Experiment Rigor for Switchback Experiment Analysis

February 20, 2019 14 Minute Read Machine Learning 40

Carla Sneider

Carla is a Data Scientist, specializing in logistics analytics. She is particularly passionate about improving the Dashing experience. When she is not deep in datasets, Carla loves spending her time hiking and surfing.

Yixin Tang

Yixin is an engineer manager on the experimentation platform team at DoorDash. He focuses on everything related to experimentation, data science and data driven large scale systems. While not delivering the work, Yixin can often be found on badminton courts.

Introduction to Switchbacks

While A/B testing is commonly used at DoorDash, it is not optimal for testing our assignment algorithm because the assignment of one delivery to a Dasher depends heavily on the outcome of another delivery’s assignment to a Dasher. For example, say there are two deliveries that need to be assigned and only one Dasher is available. If we apply an algorithm change to one delivery which will assign it quicker than the standard, we risk impacting the second “control” delivery’s assignment since the “treated” delivery would most likely be assigned to the only Dasher. Switchback testing mitigates the risk of these network effects by randomizing our experiment into buckets on regions and times of day rather than Dashers or deliveries. By randomizing on these regional-time “units”, all deliveries and Dashers in each unit are exposed to the same type of algorithm, in turn reducing the impact of dependencies among deliveries in two different experiment buckets. An illustration of this randomization structure is shown below.
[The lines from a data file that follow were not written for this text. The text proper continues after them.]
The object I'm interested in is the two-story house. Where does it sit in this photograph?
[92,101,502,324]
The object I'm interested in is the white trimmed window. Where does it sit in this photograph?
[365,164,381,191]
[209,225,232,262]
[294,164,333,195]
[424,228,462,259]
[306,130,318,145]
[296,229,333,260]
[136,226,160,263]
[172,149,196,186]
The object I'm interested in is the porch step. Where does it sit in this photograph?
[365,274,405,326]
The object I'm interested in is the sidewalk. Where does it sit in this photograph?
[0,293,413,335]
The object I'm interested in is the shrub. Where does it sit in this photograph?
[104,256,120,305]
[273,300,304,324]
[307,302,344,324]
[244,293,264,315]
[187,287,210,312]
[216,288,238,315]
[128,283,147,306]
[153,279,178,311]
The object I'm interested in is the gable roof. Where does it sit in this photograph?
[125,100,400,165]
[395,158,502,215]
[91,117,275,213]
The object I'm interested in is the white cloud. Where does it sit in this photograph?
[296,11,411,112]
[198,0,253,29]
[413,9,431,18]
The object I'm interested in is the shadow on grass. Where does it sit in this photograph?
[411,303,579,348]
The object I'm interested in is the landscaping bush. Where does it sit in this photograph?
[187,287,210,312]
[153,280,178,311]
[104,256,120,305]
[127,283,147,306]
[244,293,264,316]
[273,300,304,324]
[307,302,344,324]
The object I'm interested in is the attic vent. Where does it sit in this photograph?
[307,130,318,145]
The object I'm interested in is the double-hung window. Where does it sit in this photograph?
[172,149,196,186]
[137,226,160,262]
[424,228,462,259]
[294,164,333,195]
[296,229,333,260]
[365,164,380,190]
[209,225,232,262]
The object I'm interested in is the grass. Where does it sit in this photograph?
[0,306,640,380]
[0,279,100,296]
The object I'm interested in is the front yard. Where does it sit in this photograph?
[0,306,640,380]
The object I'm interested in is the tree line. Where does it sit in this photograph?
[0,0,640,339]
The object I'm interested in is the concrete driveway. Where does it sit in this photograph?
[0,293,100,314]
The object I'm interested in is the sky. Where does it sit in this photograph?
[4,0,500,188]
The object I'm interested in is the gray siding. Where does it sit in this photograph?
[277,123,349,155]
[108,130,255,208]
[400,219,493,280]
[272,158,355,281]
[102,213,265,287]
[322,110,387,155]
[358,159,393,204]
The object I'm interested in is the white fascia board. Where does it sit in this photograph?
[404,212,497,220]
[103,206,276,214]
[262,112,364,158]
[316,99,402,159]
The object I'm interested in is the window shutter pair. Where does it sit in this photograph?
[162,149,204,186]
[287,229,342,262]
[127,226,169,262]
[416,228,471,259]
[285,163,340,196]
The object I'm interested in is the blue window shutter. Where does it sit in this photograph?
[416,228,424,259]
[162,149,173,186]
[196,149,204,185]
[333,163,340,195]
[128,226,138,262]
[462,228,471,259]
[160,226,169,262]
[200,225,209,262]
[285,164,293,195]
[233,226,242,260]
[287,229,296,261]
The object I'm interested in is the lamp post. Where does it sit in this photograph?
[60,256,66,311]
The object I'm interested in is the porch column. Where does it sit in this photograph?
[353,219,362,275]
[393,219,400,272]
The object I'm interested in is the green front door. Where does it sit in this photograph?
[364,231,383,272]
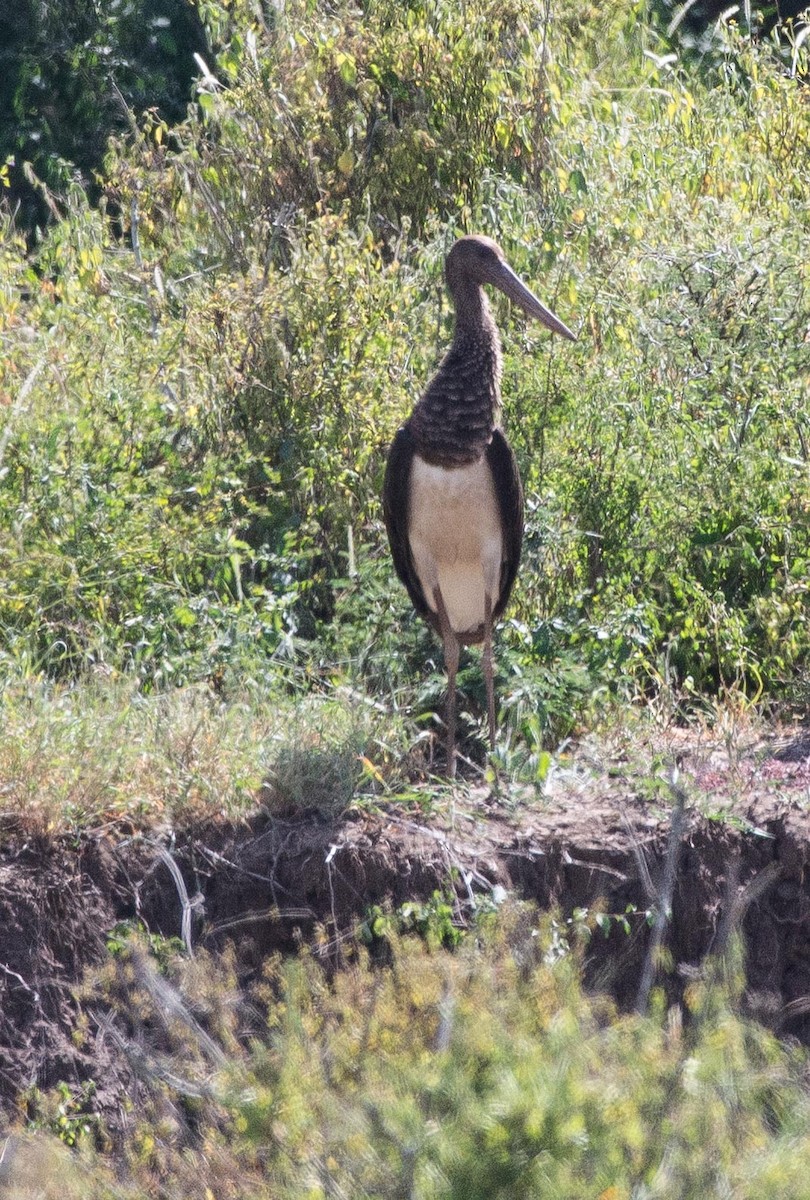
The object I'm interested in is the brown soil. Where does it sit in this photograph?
[0,731,810,1111]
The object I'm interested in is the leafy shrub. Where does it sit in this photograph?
[17,905,810,1200]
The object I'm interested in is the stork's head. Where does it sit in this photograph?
[444,234,576,342]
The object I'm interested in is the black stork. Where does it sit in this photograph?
[383,235,575,778]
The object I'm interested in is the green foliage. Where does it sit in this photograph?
[0,0,810,768]
[0,0,206,233]
[14,905,810,1200]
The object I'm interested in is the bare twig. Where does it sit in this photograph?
[151,841,202,959]
[636,767,686,1013]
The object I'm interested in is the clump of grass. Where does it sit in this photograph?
[14,904,810,1200]
[0,676,415,834]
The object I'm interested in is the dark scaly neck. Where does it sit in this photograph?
[409,278,500,467]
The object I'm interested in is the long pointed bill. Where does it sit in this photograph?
[492,263,576,342]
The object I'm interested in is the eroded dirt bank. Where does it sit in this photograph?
[0,734,810,1110]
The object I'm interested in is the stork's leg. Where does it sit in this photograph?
[433,587,460,779]
[482,592,494,750]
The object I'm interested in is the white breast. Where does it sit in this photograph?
[408,455,503,634]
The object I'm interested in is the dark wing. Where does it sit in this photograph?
[383,425,436,624]
[486,430,523,620]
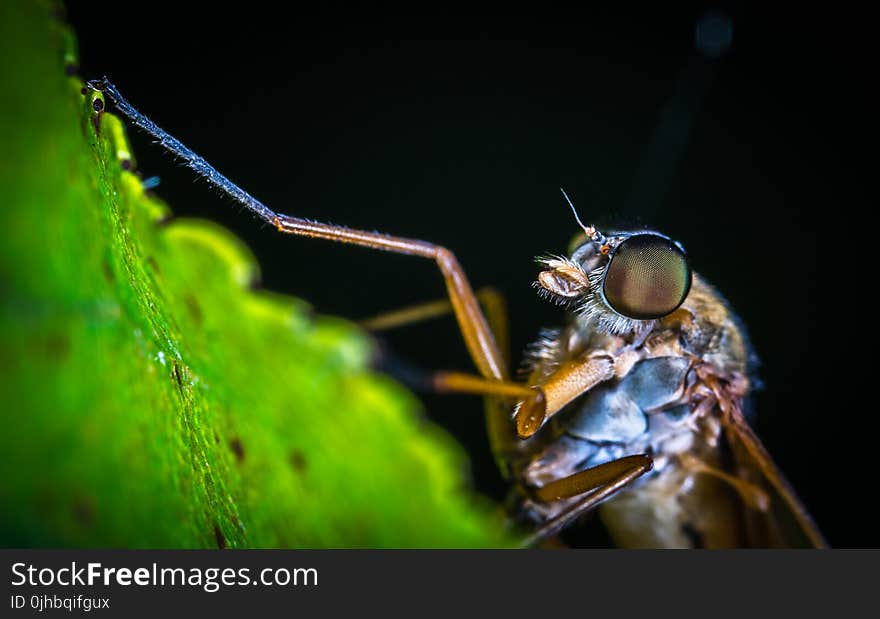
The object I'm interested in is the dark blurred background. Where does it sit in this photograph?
[68,2,878,546]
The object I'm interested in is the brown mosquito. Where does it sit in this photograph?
[82,78,825,547]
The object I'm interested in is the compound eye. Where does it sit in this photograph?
[602,234,691,320]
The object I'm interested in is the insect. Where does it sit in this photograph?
[85,78,825,547]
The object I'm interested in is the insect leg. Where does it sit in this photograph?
[523,454,654,546]
[358,286,510,366]
[87,78,508,380]
[514,354,615,438]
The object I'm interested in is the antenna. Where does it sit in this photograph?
[559,187,605,243]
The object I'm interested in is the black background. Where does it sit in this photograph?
[68,2,878,546]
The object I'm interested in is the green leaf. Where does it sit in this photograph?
[0,1,510,547]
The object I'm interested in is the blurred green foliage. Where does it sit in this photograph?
[0,0,509,547]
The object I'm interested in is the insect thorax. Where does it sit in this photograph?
[511,278,749,546]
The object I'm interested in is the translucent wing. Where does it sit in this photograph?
[724,406,828,548]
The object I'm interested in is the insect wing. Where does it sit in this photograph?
[725,408,828,548]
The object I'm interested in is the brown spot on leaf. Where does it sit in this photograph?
[147,256,162,275]
[101,260,116,284]
[229,436,244,463]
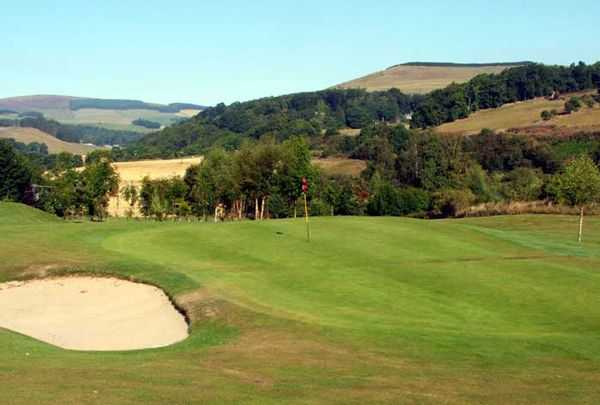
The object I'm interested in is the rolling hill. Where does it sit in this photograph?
[0,95,204,132]
[0,203,600,404]
[0,127,98,155]
[336,62,529,94]
[436,92,600,135]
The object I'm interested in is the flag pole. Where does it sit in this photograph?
[303,193,310,242]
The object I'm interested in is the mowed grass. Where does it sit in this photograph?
[312,157,367,177]
[0,204,600,404]
[437,93,600,134]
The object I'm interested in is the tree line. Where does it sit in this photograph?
[0,113,144,146]
[122,89,421,159]
[411,62,600,128]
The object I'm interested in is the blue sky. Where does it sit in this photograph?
[0,0,600,105]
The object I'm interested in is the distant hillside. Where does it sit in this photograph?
[437,91,600,135]
[0,127,97,155]
[0,95,204,133]
[336,62,530,94]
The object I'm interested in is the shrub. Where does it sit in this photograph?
[565,97,581,114]
[431,189,475,217]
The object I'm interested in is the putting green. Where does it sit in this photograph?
[0,204,600,403]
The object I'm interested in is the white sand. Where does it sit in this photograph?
[0,277,188,351]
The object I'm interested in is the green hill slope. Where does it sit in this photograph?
[336,62,529,94]
[0,201,60,226]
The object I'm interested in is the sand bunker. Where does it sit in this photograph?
[0,277,188,350]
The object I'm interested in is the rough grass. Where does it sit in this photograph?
[0,127,98,155]
[0,204,600,404]
[336,65,510,94]
[437,93,600,134]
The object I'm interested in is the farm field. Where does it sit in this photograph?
[108,157,367,217]
[437,92,600,134]
[336,65,518,94]
[0,203,600,404]
[0,96,200,133]
[0,127,99,155]
[312,157,367,177]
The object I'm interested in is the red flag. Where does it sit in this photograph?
[302,177,308,193]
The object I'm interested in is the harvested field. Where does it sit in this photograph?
[108,157,203,217]
[0,127,98,155]
[437,93,600,135]
[336,65,517,94]
[313,158,367,177]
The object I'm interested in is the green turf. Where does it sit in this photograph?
[0,204,600,404]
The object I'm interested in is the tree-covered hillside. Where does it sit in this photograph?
[131,89,420,156]
[411,62,600,128]
[126,62,600,158]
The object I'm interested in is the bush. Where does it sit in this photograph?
[540,110,552,121]
[502,167,544,201]
[565,97,581,114]
[431,189,475,217]
[367,182,430,216]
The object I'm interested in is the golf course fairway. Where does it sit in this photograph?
[0,203,600,404]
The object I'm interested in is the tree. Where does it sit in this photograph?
[81,157,119,220]
[121,183,139,218]
[540,110,552,121]
[553,155,600,242]
[565,97,581,114]
[0,140,33,201]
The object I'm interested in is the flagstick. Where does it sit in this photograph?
[303,193,310,242]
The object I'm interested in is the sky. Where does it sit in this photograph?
[0,0,600,105]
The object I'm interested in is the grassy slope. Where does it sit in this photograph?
[0,96,193,133]
[0,127,98,155]
[336,65,510,94]
[437,92,600,134]
[0,204,600,403]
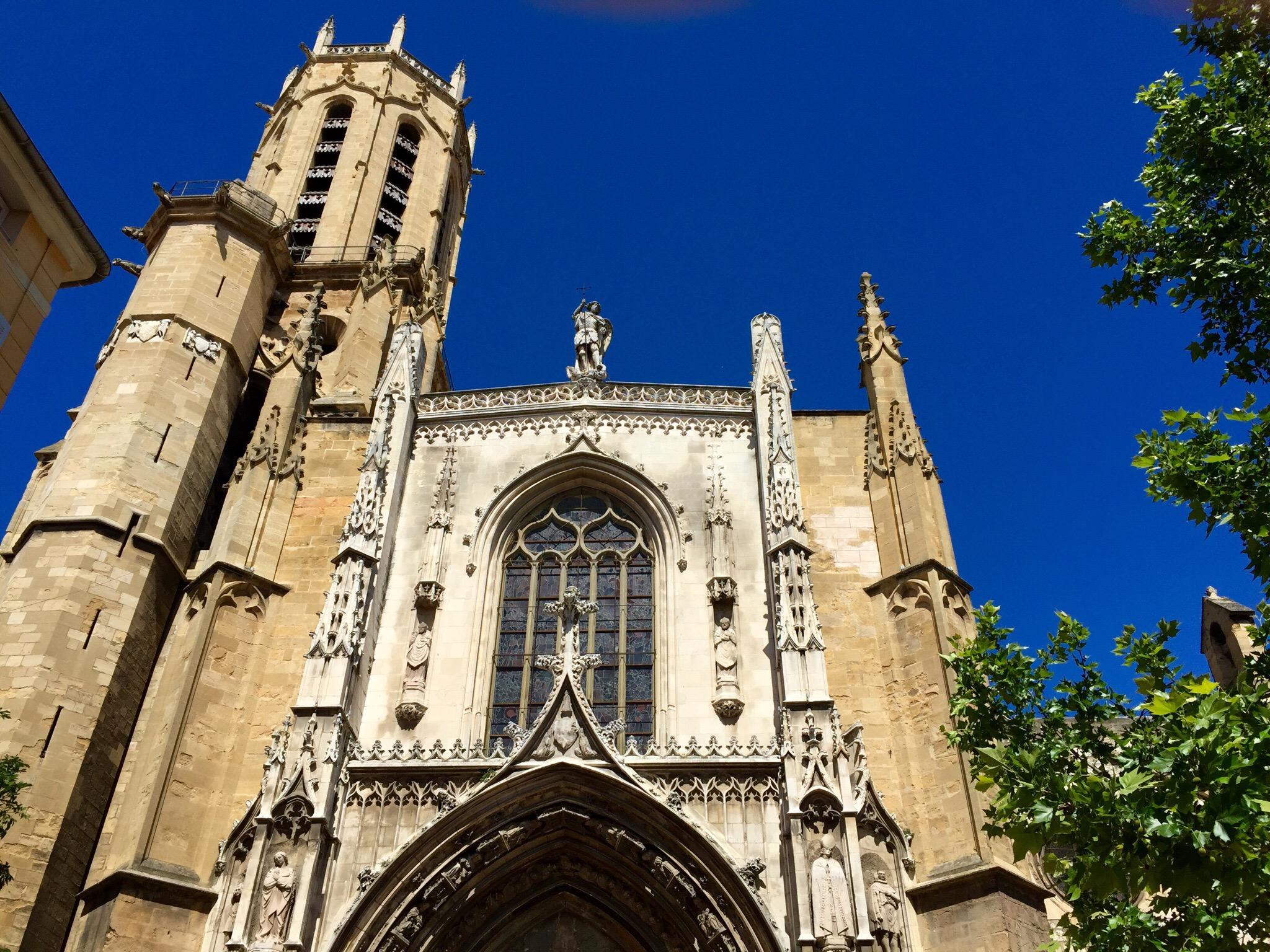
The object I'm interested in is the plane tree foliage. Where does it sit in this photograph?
[945,0,1270,952]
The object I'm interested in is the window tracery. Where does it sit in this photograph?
[489,488,653,749]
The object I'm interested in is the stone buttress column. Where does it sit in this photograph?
[0,183,288,952]
[750,314,907,952]
[50,20,470,952]
[842,274,1046,948]
[203,320,424,952]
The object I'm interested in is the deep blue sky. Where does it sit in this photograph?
[0,0,1256,685]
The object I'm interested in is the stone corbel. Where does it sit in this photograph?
[414,444,457,610]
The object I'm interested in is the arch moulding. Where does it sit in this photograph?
[321,759,785,952]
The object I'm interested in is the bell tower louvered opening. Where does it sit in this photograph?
[290,103,353,262]
[368,123,419,254]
Once randomization happens on the region-time unit level, each delivery is bucketed into to a treatment or control group based on that of its region and time, and as a result, we get a nested data structure: multiple deliveries are part one of one ‘unit’.

Key Considerations in Switchback Analysis

The most straightforward way to analyze our switchback delivery data might appear to be a two-sample t-test, which directly compares the average delivery duration in our treatment experiment group versus our control group, as represented by the following regression:

Duration ~ bucket

However, using deliveries as observations violates the assumption of independence for which we tried to correct by randomizing on region-time units in the first place. We therefore tended to aggregate our results on the unit of randomization (i.e. regional-time unit) prior to running t-tests, as we found this provided a more accurate estimate of the average effect and variance of our experiment’s treatment. More on “unit-level” analysis can be found in the prior blog post Switchback Tests and Randomized Experimentation Under Network Effects at DoorDash.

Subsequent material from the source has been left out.